Permissions on RT Config files

Hi,

I’ve managed to get RT running (Linux, Apache 2, Fastcgi, Perl 5.8, MySQL)
but had problems with the config files not being able to be read. Following
install, they had no world permissions (owned by root, rt group).

The ‘-f’ test in RT.pm was finding the file, however the ‘require’ was
failing. Setting world read permissions fixed things.

     if ( -f "$SITE_CONFIG_FILE" ) {
             require "$SITE_CONFIG_FILE"

Can anyone offer an explanation? Apache is running as nobody/nobody.

Thanks,

Dave

The ‘-f’ test in RT.pm was finding the file, however the ‘require’ was
failing. Setting world read permissions fixed things.
[snip]
Can anyone offer an explanation? Apache is running as nobody/nobody.

Did you run ./configure with the --with-web-user and --with-web-group
options? If you don’t specify those options, it defaults to the user
and group “www.” You may also want to check that all the owners and
groups are set right. Use the --help option for configure to see the
list of everything you can set.

Michael

Michael S. Liebman |“I have vision and the rest of the
|world wears bifocals.”
m-liebman@northwestern.edu |-Paul Newman as Butch Cassidy in
|“Butch Cassidy & the Sundance Kid”

At 01:09 26/09/2003, Michael S. Liebman wrote:

The ‘-f’ test in RT.pm was finding the file, however the ‘require’ was
failing.

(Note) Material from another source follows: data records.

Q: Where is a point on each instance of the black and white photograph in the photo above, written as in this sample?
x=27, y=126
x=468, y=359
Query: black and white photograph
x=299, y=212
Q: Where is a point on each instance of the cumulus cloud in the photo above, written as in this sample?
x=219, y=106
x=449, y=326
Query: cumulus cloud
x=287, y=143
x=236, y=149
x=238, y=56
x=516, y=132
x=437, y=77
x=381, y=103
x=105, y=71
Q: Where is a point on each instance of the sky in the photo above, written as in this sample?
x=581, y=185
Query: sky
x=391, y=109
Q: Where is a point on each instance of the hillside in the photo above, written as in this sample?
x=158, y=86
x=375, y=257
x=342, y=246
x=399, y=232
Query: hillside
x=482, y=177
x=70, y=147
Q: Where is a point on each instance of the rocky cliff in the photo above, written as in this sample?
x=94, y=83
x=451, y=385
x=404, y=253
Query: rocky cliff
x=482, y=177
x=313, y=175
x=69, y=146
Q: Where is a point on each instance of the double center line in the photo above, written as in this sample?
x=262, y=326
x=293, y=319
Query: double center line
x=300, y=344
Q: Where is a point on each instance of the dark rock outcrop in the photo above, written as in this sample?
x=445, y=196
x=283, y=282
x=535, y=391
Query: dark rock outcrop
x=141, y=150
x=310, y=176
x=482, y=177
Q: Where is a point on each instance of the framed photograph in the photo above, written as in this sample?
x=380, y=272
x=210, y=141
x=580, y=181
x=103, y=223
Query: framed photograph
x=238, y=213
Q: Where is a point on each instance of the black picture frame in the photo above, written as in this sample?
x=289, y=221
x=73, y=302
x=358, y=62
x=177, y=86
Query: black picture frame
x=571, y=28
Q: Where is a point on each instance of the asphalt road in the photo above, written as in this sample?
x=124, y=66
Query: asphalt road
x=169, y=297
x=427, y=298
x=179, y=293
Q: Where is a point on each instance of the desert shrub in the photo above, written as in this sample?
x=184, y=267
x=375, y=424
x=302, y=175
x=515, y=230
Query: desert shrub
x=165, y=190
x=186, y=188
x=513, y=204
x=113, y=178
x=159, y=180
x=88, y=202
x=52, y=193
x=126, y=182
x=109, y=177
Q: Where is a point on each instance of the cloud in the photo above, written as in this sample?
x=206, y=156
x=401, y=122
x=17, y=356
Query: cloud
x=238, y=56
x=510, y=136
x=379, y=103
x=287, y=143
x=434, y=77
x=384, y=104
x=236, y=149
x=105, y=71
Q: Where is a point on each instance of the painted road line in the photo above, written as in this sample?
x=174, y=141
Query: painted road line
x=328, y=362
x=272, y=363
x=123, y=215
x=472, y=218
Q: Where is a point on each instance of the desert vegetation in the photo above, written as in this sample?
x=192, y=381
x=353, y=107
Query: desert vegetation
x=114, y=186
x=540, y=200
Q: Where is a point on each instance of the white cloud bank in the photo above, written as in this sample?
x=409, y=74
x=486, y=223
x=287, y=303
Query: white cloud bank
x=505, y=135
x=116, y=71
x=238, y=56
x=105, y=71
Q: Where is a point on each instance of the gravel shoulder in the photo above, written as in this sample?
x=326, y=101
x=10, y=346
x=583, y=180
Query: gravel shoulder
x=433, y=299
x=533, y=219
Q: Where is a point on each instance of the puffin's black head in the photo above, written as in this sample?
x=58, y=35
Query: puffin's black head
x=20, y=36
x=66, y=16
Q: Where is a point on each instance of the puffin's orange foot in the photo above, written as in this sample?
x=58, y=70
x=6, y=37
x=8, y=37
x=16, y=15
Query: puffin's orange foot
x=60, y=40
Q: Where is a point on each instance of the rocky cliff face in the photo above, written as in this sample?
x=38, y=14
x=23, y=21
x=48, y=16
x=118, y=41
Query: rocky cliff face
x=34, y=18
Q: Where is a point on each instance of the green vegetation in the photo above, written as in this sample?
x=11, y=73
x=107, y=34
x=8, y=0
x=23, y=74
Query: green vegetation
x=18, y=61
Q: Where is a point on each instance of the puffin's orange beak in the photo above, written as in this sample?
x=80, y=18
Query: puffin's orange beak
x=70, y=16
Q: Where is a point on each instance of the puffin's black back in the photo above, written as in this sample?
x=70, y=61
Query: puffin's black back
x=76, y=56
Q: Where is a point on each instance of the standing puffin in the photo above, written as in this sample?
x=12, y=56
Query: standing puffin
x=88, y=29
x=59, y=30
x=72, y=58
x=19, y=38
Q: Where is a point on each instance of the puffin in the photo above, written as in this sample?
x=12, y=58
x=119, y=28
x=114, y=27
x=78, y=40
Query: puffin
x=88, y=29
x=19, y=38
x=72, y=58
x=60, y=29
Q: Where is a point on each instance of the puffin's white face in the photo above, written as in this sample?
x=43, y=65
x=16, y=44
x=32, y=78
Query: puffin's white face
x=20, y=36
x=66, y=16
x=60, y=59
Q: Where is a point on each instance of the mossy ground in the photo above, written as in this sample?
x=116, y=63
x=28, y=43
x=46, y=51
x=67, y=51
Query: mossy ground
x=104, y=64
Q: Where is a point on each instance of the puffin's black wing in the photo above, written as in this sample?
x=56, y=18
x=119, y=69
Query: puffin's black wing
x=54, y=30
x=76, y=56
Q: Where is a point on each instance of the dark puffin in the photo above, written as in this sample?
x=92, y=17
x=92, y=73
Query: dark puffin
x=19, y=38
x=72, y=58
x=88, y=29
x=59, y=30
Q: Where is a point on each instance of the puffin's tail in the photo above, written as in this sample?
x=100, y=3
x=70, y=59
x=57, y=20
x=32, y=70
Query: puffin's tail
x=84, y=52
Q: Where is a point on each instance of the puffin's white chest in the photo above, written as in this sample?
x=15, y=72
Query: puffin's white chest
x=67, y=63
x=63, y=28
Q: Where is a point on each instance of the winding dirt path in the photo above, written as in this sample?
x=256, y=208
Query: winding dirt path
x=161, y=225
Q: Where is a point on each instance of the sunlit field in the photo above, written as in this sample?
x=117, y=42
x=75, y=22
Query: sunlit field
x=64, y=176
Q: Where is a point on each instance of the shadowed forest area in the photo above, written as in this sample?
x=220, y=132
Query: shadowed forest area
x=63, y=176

Setting world read permissions fixed things.
[snip]
Can anyone offer an explanation? Apache is running as nobody/nobody.

Did you run ./configure with the --with-web-user and --with-web-group
options?

Yes:

./configure
–prefix=/usr/local/rt3
–with-web-user=nobody
–with-web-group=nobody

You may also want to check that all the owners and
groups are set right.

What are the right settings? What should I be checking?

Thanks,

Dave

At 01:09 26/09/2003, Michael S. Liebman wrote:

The ‘-f’ test in RT.pm was finding the file, however the ‘require’
was
failing. Setting world read permissions fixed things.
[snip]
Can anyone offer an explanation? Apache is running as nobody/nobody.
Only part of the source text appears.